Я неплохо училась. Все зачеты и экзамены сдавала вовремя и без троек. Изучение конспектов по лекциям, начитываемых преподавателями, сложностей не вызывало. Все, что я записывала с их слов, я легко усваивала и возвращала устными ответами на семинарах. Сложности возникали у меня с письменными работами – рефератами, докладами или курсовыми. В этих работах требовалось проводить анализ, искать причинно-следственные связи, делать выводы и отражать собственное мнение. А с этой частью я справлялась с трудом. И лучше бы я сдала на два экзамена больше, чем написала одну письменную работу. Но я рискнула и согласилась подготовить доклад. Однако, по всей видимости, переоценила свои силы, и теперешние мучения как расплата за самонадеянность, спровоцировавшую меня откликнуться на предложение одного из наших преподавателей выступить на студенческой конференции с докладом.
Вновь зашептавшиеся девицы оторвали меня от рукописей, и я решила поискать среди посетителей библиотеки знакомые лица. Возможно, кто-то поможет. Или хотя бы наведет на мысль, как соединить материал из разных источников с моими мыслями и изложить их на бумаге. Я пробегала глазами по посетителям, и сидящих ко мне лицом, я не знала, а чтобы разглядеть остальных, требовалось пройти в конец зала и повернуться к ним. И в отчаянии я уже собиралась так поступить, прикрываясь необходимостью сдать ненужную книгу, но вдруг увидела его и замерла на месте. Вот он – источник моих нынешних терзаний.
Шандор сидел за последним (или первым – это как посмотреть) столом у окна с солнечной стороны и что-то строчил на бумаге. Я не заметила, как он пришел, и поэтому удивилась его присутствию. Словно небесные силы откликнулись на мои мольбы и послали его в читальный зал. Что он пишет? Доклад к завтрашней конференции? Сомнительно. У такого круглого отличника, наверняка, доклад уже готов. Очевидно, идет с опережением и пишет какую-нибудь курсовую работу. Он сосредоточен и полностью абстрагирован от окружающей обстановки. Казалось, что солнце, светившее ему в глаза, его не беспокоит, и он его даже не замечает.
Я вспомнила, как он впервые обратил на себя мое внимание.

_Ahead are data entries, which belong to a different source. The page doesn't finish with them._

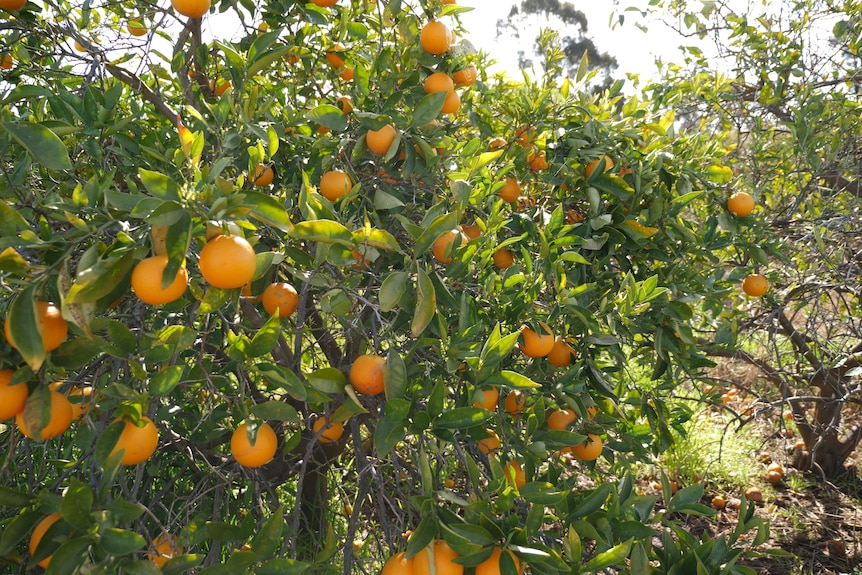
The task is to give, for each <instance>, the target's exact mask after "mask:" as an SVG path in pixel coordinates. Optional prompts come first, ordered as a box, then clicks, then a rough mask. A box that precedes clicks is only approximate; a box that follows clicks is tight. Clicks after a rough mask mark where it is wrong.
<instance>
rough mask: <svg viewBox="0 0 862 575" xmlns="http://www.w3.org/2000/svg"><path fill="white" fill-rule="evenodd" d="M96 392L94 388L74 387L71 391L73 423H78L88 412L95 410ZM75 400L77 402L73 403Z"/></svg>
mask: <svg viewBox="0 0 862 575" xmlns="http://www.w3.org/2000/svg"><path fill="white" fill-rule="evenodd" d="M94 392H95V390H94V389H93V387H92V386H89V385H88V386H85V387H73V388H72V389H71V390H70V391H69V403H71V404H72V421H78V420H79V419H81V418H82V417H84V415H86V413H87V412H88V411H90V410H91V409H92V408H93V405H94V403H95V399H96V398H95V393H94ZM73 398H75V399H76V401H72V399H73Z"/></svg>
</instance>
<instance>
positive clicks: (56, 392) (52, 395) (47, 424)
mask: <svg viewBox="0 0 862 575" xmlns="http://www.w3.org/2000/svg"><path fill="white" fill-rule="evenodd" d="M48 394H49V397H50V402H51V405H50V407H49V409H50V416H49V418H48V424H47V425H46V426H45V427H43V428H42V430H41V433H40V434H39V438H38V439H40V440H41V441H45V440H46V439H51V438H53V437H57V436H58V435H62V434H63V433H64V432H65V431H66V430H67V429H69V426H70V425H72V404H71V402H69V400H68V399H66V396H65V395H63V394H62V393H60V392H59V391H55V390H53V389H52V390H51V391H49V392H48ZM33 397H36V396H31V397H30V398H28V402H29V401H31V400H33ZM25 412H26V404H25V408H24V409H22V410H21V411H19V412H18V413H17V414H16V415H15V423H16V424H17V425H18V429H19V430H20V431H21V433H23V434H24V435H25V436H27V437H29V438H30V439H37V436H36V433H35V431H37V430H35V429H30V428H29V427H28V426H27V424H26V423H25V421H24V413H25Z"/></svg>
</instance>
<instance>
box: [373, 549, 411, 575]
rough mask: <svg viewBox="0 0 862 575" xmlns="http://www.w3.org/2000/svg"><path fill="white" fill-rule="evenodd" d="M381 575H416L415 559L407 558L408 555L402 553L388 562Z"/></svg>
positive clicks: (392, 557)
mask: <svg viewBox="0 0 862 575" xmlns="http://www.w3.org/2000/svg"><path fill="white" fill-rule="evenodd" d="M380 575H414V573H413V557H409V558H408V557H407V553H405V552H404V551H401V552H399V553H396V554H395V555H393V556H392V557H390V558H389V559H387V560H386V563H384V564H383V569H382V570H381V571H380Z"/></svg>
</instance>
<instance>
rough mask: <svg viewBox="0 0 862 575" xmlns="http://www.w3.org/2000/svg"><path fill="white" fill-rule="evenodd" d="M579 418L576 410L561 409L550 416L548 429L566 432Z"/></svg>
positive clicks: (548, 417)
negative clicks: (566, 430) (567, 429)
mask: <svg viewBox="0 0 862 575" xmlns="http://www.w3.org/2000/svg"><path fill="white" fill-rule="evenodd" d="M577 418H578V414H577V413H575V410H574V409H569V408H566V409H559V410H557V411H554V412H553V413H551V415H549V416H548V429H554V430H558V431H565V430H566V429H568V428H569V426H570V425H571V424H573V423H574V422H575V420H576V419H577Z"/></svg>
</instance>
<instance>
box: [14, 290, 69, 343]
mask: <svg viewBox="0 0 862 575" xmlns="http://www.w3.org/2000/svg"><path fill="white" fill-rule="evenodd" d="M36 323H37V324H38V326H39V331H41V332H42V345H43V346H44V347H45V351H46V352H48V351H52V350H55V349H57V348H58V347H60V344H61V343H63V341H64V340H65V339H66V336H67V335H68V334H69V324H67V323H66V320H64V319H63V314H62V313H60V310H59V309H58V308H57V306H55V305H54V304H53V303H51V302H45V301H37V302H36ZM11 330H12V327H11V326H10V325H9V318H6V322H5V324H4V326H3V331H4V333H5V334H6V341H8V342H9V345H11V346H12V347H16V345H15V342H14V341H13V340H12V332H11Z"/></svg>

Когда на первом курсе мы с одногруппниками стали друг с другом знакомиться, общаться, Шандор держался от нас в стороне и не стремился войти в наш круг. Мы списывали это на его скромность и необщительность, и не проявляли рвения к знакомству с ним, вокруг было полно других ребят, охотнее шедших на контакт и больше располагавших к общению.
Но для меня все изменилось на втором семинаре по истории, когда мы готовили рефераты о любой из национальностей Краснодарского края, об их истории, обычаях и традициях, которые сохранились до наших дней. Тогда Шандор впервые рассказал о себе, и мы узнали, что он цыган. Настоящий чистокровный цыган. Я помню, как прошла волна удивления по аудитории. Как бы мы не любили фильмы о цыганах, их музыку и не были очарованы их танцами, этот народ нас настораживал и вызывал подозрения – мы понимали, за дружелюбным и улыбчивым обликом может скрываться настоящий мошенник.
Он начал рассказывать свой реферат со слов: «Я – цыган и мой доклад будет о моем народе», и перед моими глазами сразу возникли мальчик и его мать-цыганка, с которыми я встретилась много лет назад на отдыхе в санатории города Сочи. Они перевернули мое представление о цыганах, сложенное со слов мамы, особенно женщина, и я расстроилась, что больше их не увидела. Потому что, поделившись с папой подробностями той встречи, получила от него выговор за то, как пренебрежительно отнеслась к мальчику, и хотела перед ним извиниться. Я устыдилась своего поведения, и сожалела о сказанных мною словах в его адрес. Но мои переживания длились недолго, потому что скоро мы уехали домой, и я редко вспоминала ту встречу. Воспоминания настигали меня, когда на моем пути попадались другие цыгане, но новые встречи отталкивали меня от этого народа, и со временем я вернулась к мысли, что эти люди не заслуживают моего снисхождения и уважения, потому что соответствуют тому мнению, которое о них сложилось.